Closed xesdiny closed 3 years ago
Hi~ : As you know, BN and LN perform normalization in different dimensions, and we use the BN in the CNN branch and LN in the transformer branch. If fusing them without any normalization, it will cause feature misalignment, and then further lead to training collapse. Therefore, in the process of converting the CNN feature to the transformer feature, we use LN to normalize the CNN feature to match the representation of transformer branch.
As you know, BN and LN perform normalization in different dimensions, and we use the BN in the CNN branch and LN in the transformer branch. If fusing them without any normalization, it will cause feature misalignment, and then further lead to training collapse.

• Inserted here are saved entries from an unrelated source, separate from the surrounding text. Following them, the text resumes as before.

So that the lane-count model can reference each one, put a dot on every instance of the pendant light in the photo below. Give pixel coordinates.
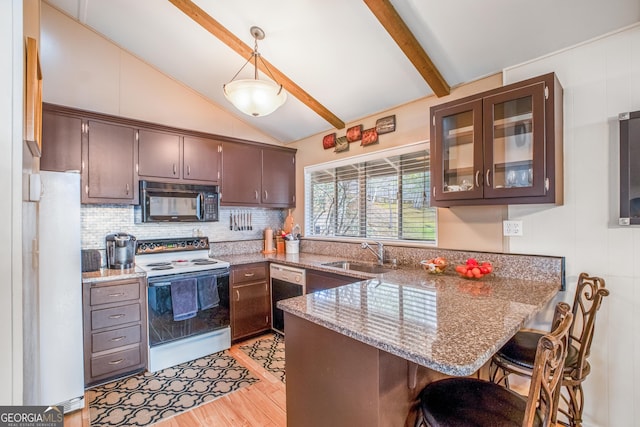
(255, 97)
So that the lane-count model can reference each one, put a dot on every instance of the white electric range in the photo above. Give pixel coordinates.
(187, 300)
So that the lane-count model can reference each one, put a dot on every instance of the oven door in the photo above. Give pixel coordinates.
(212, 294)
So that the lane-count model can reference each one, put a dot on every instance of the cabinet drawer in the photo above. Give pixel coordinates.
(115, 316)
(114, 362)
(107, 294)
(249, 273)
(108, 340)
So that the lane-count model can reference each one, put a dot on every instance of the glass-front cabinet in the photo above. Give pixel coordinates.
(459, 154)
(499, 147)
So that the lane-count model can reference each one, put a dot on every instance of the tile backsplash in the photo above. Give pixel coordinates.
(99, 220)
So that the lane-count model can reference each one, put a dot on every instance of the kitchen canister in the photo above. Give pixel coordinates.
(292, 246)
(268, 241)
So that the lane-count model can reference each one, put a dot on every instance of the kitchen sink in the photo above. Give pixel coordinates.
(358, 266)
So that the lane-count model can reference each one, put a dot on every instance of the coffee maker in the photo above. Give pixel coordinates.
(121, 248)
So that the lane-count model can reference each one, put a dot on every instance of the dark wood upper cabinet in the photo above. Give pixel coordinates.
(109, 158)
(61, 142)
(241, 175)
(201, 159)
(503, 146)
(254, 175)
(178, 157)
(114, 153)
(278, 178)
(159, 154)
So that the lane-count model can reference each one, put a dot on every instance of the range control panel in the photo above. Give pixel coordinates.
(171, 245)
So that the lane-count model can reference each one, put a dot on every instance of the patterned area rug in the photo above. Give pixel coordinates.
(268, 352)
(149, 397)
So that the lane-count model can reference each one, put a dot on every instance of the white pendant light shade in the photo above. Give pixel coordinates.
(255, 97)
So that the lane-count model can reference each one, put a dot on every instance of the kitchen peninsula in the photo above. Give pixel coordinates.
(359, 354)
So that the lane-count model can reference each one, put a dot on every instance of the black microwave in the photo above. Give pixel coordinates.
(164, 202)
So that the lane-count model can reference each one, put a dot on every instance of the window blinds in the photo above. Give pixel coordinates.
(381, 198)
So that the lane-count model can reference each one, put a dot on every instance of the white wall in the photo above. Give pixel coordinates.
(84, 70)
(11, 114)
(601, 79)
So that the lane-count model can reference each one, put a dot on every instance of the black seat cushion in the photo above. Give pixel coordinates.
(456, 402)
(521, 351)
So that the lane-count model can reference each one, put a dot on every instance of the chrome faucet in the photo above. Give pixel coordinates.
(379, 253)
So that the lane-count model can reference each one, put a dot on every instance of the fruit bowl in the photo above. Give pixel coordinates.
(473, 269)
(435, 265)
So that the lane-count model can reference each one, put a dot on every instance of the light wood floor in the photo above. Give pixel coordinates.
(260, 404)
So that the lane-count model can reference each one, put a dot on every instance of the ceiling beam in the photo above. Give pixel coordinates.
(244, 50)
(404, 38)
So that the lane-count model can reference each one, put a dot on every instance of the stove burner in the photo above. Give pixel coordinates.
(158, 264)
(204, 261)
(162, 267)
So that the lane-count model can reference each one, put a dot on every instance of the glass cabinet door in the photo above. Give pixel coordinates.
(514, 143)
(458, 152)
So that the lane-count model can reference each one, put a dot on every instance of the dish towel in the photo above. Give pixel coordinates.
(160, 297)
(208, 292)
(184, 299)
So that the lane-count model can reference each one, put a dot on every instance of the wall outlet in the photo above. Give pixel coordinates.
(512, 228)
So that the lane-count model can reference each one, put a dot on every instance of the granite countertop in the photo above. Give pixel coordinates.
(446, 323)
(443, 322)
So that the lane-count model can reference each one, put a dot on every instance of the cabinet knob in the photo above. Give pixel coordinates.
(119, 294)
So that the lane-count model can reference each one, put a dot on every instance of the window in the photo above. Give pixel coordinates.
(384, 195)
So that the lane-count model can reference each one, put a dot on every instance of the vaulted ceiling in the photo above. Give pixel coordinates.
(342, 60)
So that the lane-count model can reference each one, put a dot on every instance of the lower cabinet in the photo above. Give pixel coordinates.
(250, 300)
(317, 280)
(115, 333)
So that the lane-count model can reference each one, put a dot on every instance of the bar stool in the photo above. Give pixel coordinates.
(456, 402)
(517, 356)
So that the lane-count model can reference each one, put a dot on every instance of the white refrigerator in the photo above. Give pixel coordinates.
(59, 361)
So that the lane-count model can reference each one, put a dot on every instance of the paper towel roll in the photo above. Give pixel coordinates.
(268, 239)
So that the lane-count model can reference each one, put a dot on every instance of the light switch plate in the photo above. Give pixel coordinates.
(512, 228)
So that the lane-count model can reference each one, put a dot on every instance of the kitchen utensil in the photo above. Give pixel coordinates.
(120, 250)
(288, 223)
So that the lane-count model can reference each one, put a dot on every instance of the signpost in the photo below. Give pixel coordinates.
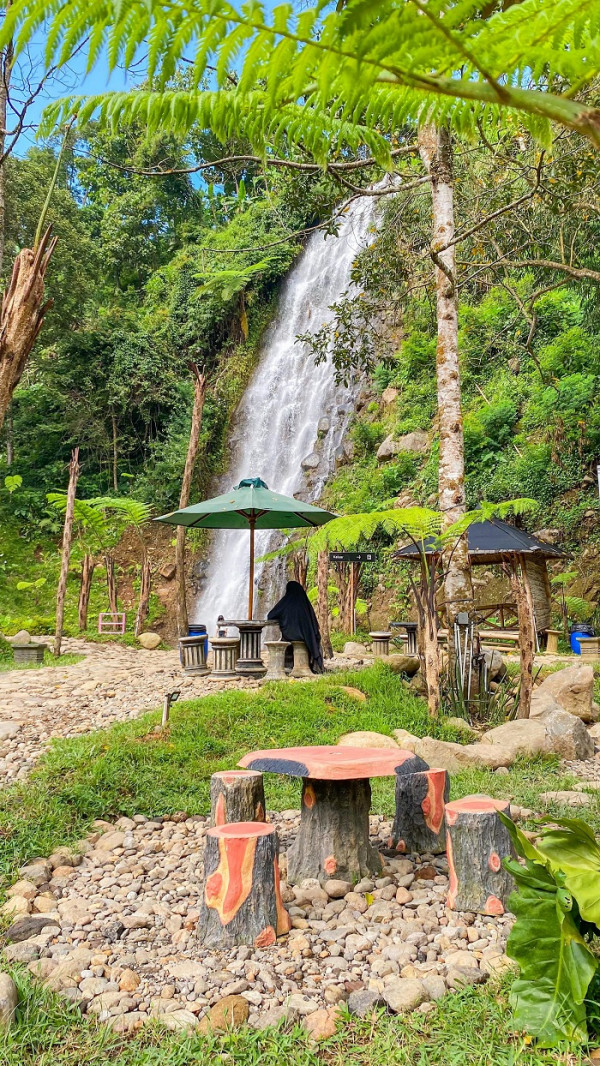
(354, 558)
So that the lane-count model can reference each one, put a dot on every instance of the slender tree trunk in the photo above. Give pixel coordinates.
(199, 393)
(115, 452)
(111, 584)
(435, 147)
(526, 635)
(323, 602)
(67, 537)
(143, 607)
(84, 590)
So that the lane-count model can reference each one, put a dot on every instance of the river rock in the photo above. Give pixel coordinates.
(365, 738)
(403, 995)
(149, 641)
(9, 1000)
(572, 689)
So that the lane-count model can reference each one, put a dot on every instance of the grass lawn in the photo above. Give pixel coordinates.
(129, 769)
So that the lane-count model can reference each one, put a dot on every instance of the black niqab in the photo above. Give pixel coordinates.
(297, 622)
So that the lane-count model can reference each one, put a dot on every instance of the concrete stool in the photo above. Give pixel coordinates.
(302, 664)
(380, 644)
(420, 801)
(476, 843)
(226, 653)
(276, 668)
(242, 898)
(237, 795)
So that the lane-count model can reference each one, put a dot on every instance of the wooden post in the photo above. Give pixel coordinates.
(242, 898)
(420, 800)
(237, 795)
(199, 393)
(476, 843)
(67, 537)
(85, 587)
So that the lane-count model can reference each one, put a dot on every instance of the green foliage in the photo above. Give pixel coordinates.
(557, 907)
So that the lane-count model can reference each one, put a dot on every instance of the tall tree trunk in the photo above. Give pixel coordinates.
(84, 590)
(435, 147)
(323, 602)
(67, 537)
(199, 393)
(523, 599)
(144, 603)
(21, 316)
(111, 584)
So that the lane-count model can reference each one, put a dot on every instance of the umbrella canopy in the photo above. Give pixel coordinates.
(249, 505)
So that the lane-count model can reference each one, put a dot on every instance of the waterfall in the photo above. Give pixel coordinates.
(290, 424)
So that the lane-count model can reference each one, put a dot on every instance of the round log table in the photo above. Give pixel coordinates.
(333, 838)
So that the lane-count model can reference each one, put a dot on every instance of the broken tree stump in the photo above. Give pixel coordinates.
(333, 839)
(420, 801)
(476, 843)
(242, 899)
(237, 795)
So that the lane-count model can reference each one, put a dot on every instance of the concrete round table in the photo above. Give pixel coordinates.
(333, 839)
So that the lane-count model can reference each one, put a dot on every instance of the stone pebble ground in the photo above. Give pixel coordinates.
(112, 924)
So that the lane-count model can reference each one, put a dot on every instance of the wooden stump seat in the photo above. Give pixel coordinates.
(420, 801)
(476, 843)
(237, 795)
(242, 899)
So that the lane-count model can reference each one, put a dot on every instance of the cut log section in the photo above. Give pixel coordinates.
(242, 899)
(476, 843)
(237, 795)
(333, 838)
(420, 801)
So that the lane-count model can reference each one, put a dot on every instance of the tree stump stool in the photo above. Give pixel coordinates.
(237, 795)
(276, 668)
(476, 843)
(242, 899)
(302, 664)
(226, 653)
(380, 644)
(420, 801)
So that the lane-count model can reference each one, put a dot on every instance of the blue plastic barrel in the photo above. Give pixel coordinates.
(198, 631)
(578, 631)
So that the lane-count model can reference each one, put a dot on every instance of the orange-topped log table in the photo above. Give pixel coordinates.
(333, 839)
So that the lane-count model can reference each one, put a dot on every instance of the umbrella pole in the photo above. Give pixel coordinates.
(250, 590)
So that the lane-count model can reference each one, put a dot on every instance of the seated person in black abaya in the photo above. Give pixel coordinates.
(297, 622)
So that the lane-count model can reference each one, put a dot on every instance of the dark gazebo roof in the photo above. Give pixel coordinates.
(490, 542)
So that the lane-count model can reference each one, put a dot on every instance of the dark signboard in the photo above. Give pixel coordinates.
(353, 556)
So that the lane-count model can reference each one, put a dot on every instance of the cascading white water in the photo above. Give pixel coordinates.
(287, 406)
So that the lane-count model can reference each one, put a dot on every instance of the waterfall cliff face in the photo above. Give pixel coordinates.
(292, 419)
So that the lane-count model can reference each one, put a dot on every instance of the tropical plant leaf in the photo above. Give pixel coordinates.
(556, 965)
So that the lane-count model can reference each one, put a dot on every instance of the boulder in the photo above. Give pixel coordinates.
(572, 689)
(9, 1000)
(355, 650)
(149, 641)
(366, 739)
(403, 664)
(405, 740)
(551, 731)
(452, 757)
(496, 664)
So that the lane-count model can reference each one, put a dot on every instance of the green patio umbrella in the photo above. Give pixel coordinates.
(249, 505)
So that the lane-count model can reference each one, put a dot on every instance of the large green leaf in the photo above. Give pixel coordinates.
(556, 965)
(573, 849)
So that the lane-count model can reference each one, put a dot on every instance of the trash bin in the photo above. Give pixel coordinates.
(579, 629)
(194, 630)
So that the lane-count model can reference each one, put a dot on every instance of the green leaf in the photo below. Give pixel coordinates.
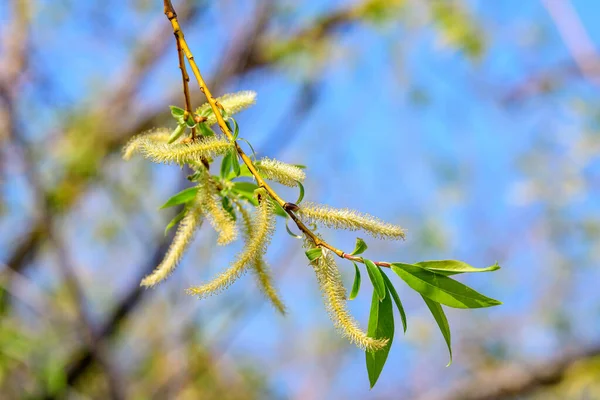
(278, 209)
(356, 284)
(177, 113)
(206, 130)
(381, 325)
(251, 148)
(246, 191)
(314, 254)
(301, 195)
(182, 197)
(235, 163)
(392, 291)
(360, 247)
(227, 206)
(440, 317)
(226, 164)
(190, 121)
(177, 133)
(376, 278)
(453, 267)
(442, 289)
(175, 220)
(292, 234)
(236, 129)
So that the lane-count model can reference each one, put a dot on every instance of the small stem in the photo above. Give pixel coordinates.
(184, 77)
(172, 16)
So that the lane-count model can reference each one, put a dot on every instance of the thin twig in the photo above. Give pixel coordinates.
(172, 16)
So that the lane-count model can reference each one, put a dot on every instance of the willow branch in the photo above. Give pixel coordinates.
(288, 207)
(185, 81)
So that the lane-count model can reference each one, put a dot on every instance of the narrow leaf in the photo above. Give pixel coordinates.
(176, 133)
(226, 164)
(313, 254)
(453, 267)
(392, 291)
(292, 234)
(246, 191)
(180, 198)
(235, 163)
(381, 325)
(175, 220)
(251, 148)
(360, 247)
(442, 289)
(236, 129)
(356, 284)
(278, 209)
(376, 278)
(440, 317)
(301, 195)
(206, 130)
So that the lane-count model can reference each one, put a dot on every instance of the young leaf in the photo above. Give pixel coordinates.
(381, 325)
(235, 163)
(356, 284)
(226, 164)
(376, 278)
(441, 289)
(278, 209)
(176, 220)
(392, 291)
(236, 129)
(440, 317)
(313, 254)
(176, 133)
(206, 130)
(251, 148)
(292, 234)
(301, 195)
(246, 191)
(182, 197)
(177, 113)
(190, 121)
(453, 267)
(360, 247)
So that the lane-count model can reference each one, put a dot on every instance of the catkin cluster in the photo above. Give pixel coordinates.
(226, 210)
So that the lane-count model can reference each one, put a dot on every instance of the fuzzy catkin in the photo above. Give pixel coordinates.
(264, 225)
(260, 267)
(160, 135)
(344, 218)
(186, 229)
(275, 170)
(232, 103)
(219, 219)
(154, 146)
(334, 295)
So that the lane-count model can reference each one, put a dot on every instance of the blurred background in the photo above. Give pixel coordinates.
(474, 125)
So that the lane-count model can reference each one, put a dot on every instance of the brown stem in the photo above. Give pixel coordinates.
(172, 16)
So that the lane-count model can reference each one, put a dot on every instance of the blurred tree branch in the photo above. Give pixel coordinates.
(514, 380)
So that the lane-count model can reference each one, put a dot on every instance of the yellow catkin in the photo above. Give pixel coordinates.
(232, 103)
(186, 229)
(219, 219)
(160, 135)
(263, 227)
(154, 146)
(334, 295)
(275, 170)
(261, 268)
(344, 218)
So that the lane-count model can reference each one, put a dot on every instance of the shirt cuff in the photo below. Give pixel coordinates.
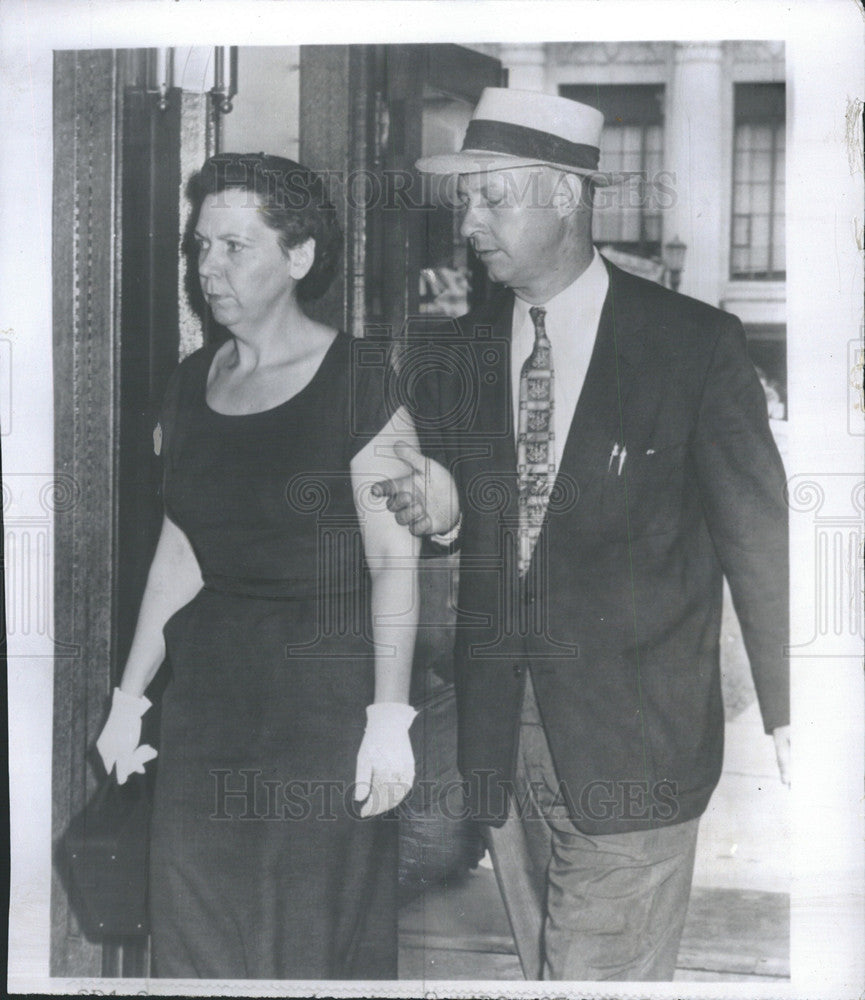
(449, 537)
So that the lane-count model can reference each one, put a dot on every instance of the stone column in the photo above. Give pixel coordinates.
(694, 151)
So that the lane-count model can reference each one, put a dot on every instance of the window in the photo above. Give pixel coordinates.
(757, 242)
(632, 142)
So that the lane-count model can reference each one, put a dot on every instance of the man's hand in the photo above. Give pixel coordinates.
(426, 498)
(782, 752)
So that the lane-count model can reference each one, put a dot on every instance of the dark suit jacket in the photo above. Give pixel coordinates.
(619, 618)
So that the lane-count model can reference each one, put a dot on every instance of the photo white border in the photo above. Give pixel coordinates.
(824, 57)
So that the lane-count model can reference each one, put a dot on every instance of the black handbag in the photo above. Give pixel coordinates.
(106, 850)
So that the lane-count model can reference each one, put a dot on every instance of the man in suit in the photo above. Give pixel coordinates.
(606, 444)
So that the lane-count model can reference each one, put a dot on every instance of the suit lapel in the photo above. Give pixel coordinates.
(600, 420)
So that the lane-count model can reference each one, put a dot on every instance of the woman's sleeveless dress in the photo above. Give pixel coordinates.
(260, 866)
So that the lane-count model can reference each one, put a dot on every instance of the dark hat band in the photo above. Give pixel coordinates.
(529, 143)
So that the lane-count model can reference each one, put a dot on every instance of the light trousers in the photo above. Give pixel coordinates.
(581, 907)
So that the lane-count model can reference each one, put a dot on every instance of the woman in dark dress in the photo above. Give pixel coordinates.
(282, 595)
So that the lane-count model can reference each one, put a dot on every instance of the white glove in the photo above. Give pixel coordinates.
(385, 761)
(118, 741)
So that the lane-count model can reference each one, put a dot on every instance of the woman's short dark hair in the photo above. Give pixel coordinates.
(293, 201)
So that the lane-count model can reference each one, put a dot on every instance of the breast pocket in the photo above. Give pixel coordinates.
(642, 495)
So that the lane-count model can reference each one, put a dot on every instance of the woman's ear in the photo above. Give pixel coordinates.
(300, 258)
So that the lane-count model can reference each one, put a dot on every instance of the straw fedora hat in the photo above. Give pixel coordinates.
(522, 128)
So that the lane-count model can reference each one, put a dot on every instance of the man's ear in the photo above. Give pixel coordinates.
(300, 258)
(567, 192)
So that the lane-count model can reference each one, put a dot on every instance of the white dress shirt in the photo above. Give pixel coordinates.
(571, 322)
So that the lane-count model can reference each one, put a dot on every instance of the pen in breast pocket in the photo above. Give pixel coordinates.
(619, 452)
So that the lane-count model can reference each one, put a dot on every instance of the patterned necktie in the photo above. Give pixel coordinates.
(536, 454)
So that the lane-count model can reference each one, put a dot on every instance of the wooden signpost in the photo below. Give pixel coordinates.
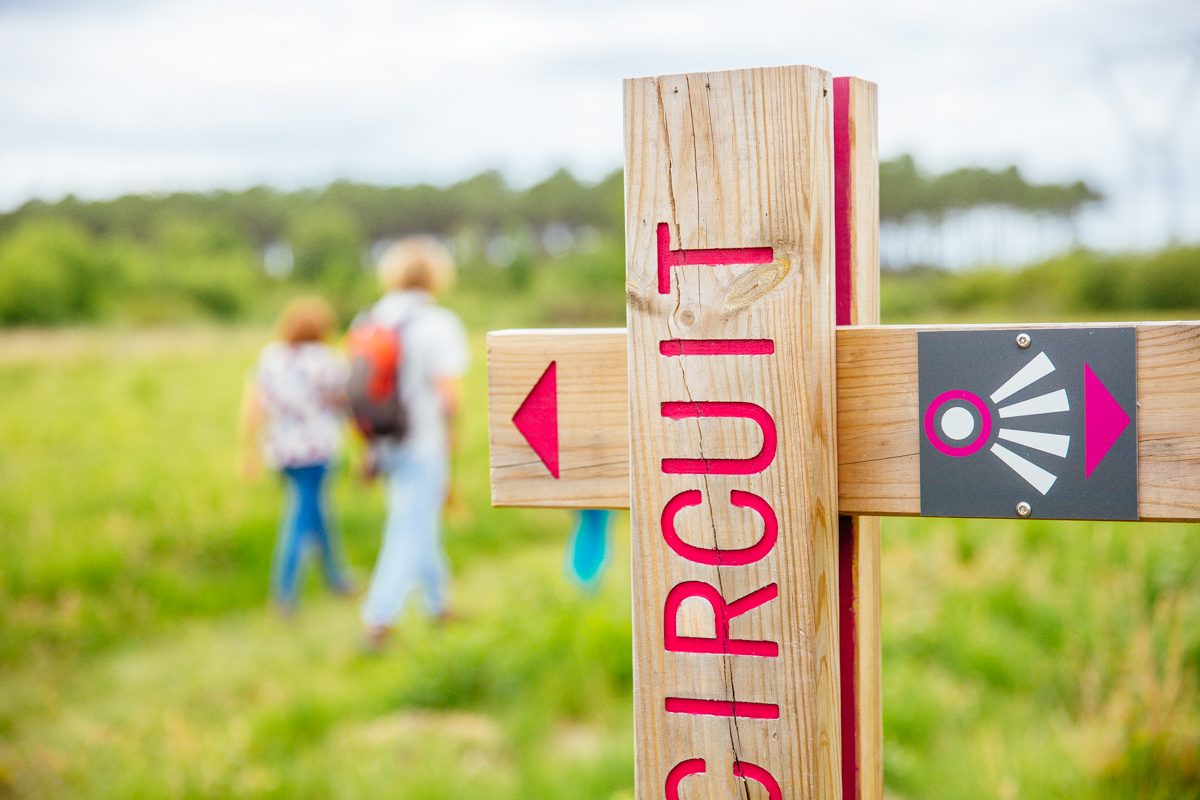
(753, 408)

Emm,I mean is why not both use BN to Norm. I think LN is suitable for LSTM (RNN) acceleration, but it does not achieve better results than BN when used for CNN acceleration.
Emm, we are not sure whether using BN in vit will be effective, so the original structure of vit is retained. As for FCU, the use of LN is just to align the two features. If both use BN, it can't achieve the alignment goal and cause Nan.
As for FCU, the use of LN is just to align the two features. If both use BN, it can't achieve the alignment goal and cause Nan.
LGTM!
Hi,Gay. I do not understand why LayerNorm in down-sampler FCU and BatchNorm in up-sampler FCU are used to regularize features.Is there any special meaning?